Among $$H_{2}S$$, $$H_{2}O$$, $$NF_{3}$$, $$NH_{3}$$ and $$CHC1_{3}$$, identify the molecule (X) with lowest dipole moment value. The number of lone pairs of electrons present on the central atom of the molecule (X) is :

We need to identify the molecule with the lowest dipole moment among $$H_2S$$, $$H_2O$$, $$NF_3$$, $$NH_3$$, and $$CHCl_3$$, and then find the number of lone pairs on its central atom.

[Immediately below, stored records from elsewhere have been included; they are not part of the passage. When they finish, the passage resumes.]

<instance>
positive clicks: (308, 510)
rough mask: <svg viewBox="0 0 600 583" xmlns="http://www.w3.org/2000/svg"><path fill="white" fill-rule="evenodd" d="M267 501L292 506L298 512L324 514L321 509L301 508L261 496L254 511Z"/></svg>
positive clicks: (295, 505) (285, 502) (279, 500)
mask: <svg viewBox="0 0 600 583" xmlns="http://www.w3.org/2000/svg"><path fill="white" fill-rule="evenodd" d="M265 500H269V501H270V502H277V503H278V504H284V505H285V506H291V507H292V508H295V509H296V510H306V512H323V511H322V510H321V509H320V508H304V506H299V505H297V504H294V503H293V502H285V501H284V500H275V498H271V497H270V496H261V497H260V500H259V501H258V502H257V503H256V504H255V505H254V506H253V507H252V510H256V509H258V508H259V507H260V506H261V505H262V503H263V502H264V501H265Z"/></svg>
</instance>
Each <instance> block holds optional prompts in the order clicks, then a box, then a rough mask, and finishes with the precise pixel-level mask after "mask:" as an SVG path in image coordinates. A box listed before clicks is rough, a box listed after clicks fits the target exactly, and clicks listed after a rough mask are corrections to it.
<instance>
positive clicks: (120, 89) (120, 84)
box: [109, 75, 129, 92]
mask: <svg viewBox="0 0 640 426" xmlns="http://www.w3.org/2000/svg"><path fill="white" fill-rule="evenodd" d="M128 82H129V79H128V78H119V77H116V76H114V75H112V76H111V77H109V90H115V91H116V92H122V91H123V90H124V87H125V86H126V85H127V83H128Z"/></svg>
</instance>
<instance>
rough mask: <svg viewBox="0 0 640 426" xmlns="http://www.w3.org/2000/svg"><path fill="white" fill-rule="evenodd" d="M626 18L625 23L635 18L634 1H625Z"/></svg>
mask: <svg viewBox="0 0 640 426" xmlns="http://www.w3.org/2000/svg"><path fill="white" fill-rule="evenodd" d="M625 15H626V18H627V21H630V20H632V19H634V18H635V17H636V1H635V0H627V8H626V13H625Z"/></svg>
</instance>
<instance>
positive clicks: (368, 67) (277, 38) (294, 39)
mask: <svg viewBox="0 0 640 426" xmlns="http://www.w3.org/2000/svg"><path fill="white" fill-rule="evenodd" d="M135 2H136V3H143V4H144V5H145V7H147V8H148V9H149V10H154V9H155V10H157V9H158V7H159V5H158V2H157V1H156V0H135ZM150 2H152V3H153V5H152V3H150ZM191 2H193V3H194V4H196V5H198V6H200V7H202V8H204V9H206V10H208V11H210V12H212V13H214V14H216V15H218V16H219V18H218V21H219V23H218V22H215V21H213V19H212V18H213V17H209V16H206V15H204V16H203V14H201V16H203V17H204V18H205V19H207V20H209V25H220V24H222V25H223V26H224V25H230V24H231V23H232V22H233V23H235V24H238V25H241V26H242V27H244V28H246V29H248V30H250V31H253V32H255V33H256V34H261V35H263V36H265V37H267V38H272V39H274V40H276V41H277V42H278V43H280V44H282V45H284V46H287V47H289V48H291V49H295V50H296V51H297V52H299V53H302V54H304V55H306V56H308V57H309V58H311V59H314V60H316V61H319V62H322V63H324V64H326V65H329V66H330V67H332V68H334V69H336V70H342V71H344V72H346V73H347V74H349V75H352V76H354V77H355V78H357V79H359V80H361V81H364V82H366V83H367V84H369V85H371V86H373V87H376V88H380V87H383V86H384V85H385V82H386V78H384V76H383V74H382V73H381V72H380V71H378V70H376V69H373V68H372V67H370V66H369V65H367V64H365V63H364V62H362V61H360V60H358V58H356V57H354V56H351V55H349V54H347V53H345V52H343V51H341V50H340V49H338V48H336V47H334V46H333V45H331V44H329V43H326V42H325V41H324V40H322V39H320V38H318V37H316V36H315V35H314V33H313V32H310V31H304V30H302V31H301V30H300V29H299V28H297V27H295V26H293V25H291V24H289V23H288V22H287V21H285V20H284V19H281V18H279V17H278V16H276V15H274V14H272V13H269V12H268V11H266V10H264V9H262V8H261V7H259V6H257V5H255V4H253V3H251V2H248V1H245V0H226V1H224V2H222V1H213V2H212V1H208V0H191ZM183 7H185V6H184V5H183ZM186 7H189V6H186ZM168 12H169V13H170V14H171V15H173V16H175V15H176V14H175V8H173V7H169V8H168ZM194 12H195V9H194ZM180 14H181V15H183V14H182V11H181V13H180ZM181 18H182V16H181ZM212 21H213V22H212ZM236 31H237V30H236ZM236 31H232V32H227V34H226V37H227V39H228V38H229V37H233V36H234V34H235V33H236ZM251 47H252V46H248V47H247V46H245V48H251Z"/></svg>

The approximate dipole moments (in Debye) are:

- $$H_2O$$: 1.85 D (bent geometry, two lone pairs on O)

- $$H_2S$$: 0.97 D (bent geometry, bond angle ~92 degrees)

- $$NH_3$$: 1.47 D (trigonal pyramidal, one lone pair on N)

- $$NF_3$$: 0.23 D (trigonal pyramidal, one lone pair on N)

- $$CHCl_3$$: 1.04 D (tetrahedral-like geometry)

$$NF_3$$ has the lowest dipole moment (0.23 D). This is because in $$NF_3$$, the lone pair on nitrogen points in one direction while the three highly electronegative fluorine atoms pull electron density in the opposite direction. The bond dipoles of the three N-F bonds nearly cancel the lone pair contribution, resulting in a very small net dipole moment.

This contrasts with $$NH_3$$ where both the lone pair and the N-H bond dipoles point in the same direction (toward nitrogen), reinforcing each other.

Nitrogen in $$NF_3$$ has the electronic configuration: 5 valence electrons, 3 used in bonds with F, leaving 1 lone pair on nitrogen.

The correct answer is Option 4: 1.